Nearly every hospital or medical center utilizes emergency codes to call for assistance in critical situations. Some of the more common codes (and the situations that they indicate) include:
- Code Red: Fire
- Code Pink: Infant or child abduction
- Code Orange: Hazardous materials spill
- Code Black: Bomb threat
Every facility should have set protocols in place to respond to whenever an emergency code is called.
Along with the aforementioned codes, Code Blue is almost universally accepted as indicating a medical emergency, such as cardiac or respiratory arrest.
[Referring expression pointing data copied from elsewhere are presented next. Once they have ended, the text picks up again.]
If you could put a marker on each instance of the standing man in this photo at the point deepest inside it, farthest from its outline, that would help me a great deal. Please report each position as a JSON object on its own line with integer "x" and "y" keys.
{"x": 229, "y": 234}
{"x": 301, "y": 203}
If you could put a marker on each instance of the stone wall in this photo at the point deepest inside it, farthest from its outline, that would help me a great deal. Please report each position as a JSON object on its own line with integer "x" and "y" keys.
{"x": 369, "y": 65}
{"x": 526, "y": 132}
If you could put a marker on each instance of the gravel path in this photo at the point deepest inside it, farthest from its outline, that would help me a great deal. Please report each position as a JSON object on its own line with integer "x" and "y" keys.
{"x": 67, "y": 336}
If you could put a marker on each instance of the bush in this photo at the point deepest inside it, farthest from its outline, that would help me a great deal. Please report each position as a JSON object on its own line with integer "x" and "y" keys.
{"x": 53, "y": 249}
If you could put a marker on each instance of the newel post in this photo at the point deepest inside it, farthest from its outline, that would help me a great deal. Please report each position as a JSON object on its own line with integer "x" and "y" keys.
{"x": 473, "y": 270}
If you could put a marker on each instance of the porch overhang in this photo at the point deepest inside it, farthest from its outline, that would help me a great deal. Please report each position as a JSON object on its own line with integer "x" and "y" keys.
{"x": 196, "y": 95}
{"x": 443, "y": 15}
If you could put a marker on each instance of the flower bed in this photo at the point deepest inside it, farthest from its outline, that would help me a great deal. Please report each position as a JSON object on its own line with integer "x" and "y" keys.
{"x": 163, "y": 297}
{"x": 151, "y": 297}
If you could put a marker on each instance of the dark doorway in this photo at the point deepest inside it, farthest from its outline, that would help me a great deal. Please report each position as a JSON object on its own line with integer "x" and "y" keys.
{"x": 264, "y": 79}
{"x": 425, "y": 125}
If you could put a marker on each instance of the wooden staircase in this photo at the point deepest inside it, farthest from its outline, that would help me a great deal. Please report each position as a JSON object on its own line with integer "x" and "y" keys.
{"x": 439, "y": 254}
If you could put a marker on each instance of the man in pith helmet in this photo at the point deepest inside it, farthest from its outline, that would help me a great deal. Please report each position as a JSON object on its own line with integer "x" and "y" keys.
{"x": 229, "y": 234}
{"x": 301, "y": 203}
Typically, the nursing staff will initiate a Code Blue, yet some facilities have even taken to placing call lights in patient rooms that allow you to trigger one yourself.
When you are in Code Blue situation, time is of the essence. Study data shared by the National Institutes of Health showed the average response time to Code Blue calls to be around 1 minute and 45 seconds. At the same time, however, the same research indicated that the most common reason for initiating a Code Blue was not always a medical emergency, but rather simple concern for a patient. This may prompt hospital personnel to not place as much importance on such calls. Yet such an attitude could result in a delay on your receiving life-saving treatment when you truly need it.